Advisors need to focus on building an enduring business, said Mark Tibergien, the CEO of Pershing Advisor Solutions,  because, in a constantly changing, environment of increased regulatory attention, lower margins, talent shortages, and lower market returns, things can change in an instant. 

“Most advisors [are] looking at their desk instead of looking at the horizon,” Tibergien said during an interview at the 2012 Pershing Insite conference in Hollywood, Fla.. 

Tibergien said that he likes to ask advisors, “How old will you be in 10 years?”  Then, he sees their hearts skip a beat.  He follows up with “What do you want to be doing? What does your business look like?  Who will be in your business?  Who will be leading your business?  Who will your clients be?”

He cautions advisors that ten years will go by in a snap.  By thinking ten years down the road, whether you are 25 or 65, there is definitely an element of soul searching, Tibergien says.

Advisors need to begin by planning better for their own futures, he said.  

Tibergien said that his technique when working with advisors is to not give them answers of how to reach their goals, but instead to ask helpful question to provoke thought.  “There needs to be an element of self-discovery that comes with critical thinking,” he said.

Tibergien said that he doesn’t like the phrase “best practices” because every advisory firm is different and the phrase assumes every advisor has the same strategy.  Rather, Tibergien said advisors need to create a customized plan.

“What if you are going to ‘goal island’?  You can take a kayak, a row boat, a sailboat or a motor boat,” he said. “The motorboat needs fuel and an engine, the sailboat needs wind, and a kayak needs the right body strength.” 

Just like the boats, which require different thinking and preparation, advisors need to do customized planning, he said.

The build an enduring business, Tibergien said advisors need consistent profitably (“ It cannot just be in the short term, it needs long-term consistency,” he said,) transferable value (“People talk about multiples when selling a practice, but it comes down to does the prospective buyer see the asset as truly transferable,” he asked,) multi generation appeal (“The world won’t come to end when the last baby boomer dies,” he said.) 

Tibergien said there are a lot of headwind creating adversity for advisors.  The main question become, how will advisors navigate.

“There is Dodd–Frank, SRO and fiduciary standard, and throw in a little cost basis,” he said. “These changes don’t add value to the clients.
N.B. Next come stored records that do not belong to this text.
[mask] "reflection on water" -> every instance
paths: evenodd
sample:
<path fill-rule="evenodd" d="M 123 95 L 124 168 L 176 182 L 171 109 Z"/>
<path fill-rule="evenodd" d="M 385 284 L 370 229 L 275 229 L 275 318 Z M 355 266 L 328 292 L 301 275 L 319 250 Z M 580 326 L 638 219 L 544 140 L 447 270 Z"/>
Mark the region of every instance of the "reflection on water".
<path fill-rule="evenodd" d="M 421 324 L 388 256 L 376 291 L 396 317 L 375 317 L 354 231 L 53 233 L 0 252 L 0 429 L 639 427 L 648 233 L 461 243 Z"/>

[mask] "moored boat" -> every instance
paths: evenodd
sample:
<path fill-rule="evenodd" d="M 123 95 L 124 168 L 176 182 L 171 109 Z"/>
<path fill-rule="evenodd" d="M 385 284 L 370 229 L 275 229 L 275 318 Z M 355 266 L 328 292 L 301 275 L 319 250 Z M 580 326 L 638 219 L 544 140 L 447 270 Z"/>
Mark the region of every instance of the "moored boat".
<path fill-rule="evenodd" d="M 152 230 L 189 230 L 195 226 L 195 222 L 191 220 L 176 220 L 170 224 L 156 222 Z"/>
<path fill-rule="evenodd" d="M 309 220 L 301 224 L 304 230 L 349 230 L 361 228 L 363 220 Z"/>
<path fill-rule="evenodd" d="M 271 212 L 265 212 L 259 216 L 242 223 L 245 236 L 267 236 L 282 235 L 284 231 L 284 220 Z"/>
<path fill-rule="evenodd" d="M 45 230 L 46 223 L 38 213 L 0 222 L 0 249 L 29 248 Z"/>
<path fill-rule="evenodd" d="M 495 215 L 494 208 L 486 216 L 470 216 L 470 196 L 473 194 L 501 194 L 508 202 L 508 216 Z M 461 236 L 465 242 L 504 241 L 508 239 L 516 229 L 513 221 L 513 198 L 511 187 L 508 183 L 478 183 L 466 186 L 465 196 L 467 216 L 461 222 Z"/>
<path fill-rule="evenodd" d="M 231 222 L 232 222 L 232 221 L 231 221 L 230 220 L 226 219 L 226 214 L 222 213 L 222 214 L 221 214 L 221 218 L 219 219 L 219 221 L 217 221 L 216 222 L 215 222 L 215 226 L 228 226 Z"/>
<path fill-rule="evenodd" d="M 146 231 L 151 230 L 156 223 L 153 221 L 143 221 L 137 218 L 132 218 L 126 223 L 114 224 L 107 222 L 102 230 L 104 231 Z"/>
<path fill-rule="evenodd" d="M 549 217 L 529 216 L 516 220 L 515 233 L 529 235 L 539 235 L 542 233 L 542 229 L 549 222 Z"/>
They don’t allow [the advisor] to focus on higher impact activities. You have to ask the question, ‘Do you have the right pole in place to manage it?’” 

Another head wind advisors face is a talent shortage in an industry where the median is 50 (57 for principals.). Tibergien suggested that advisors create a laddered portfolio for staff members, staggering their  ages. 

Tibergien warned that the industry is not attracting enough people.  He said advisors should answer, “How do you position yourself as an employer of choice?”  Advisors have to create compelling growth opportunities to attract top talent.

From a tail winds perspective, Tibergien said it is going to be very important for advisors to focus on women and the next generation of clients. 

“Women don’t feel they are being respected,” he said. “Boomers are not an enduring business.”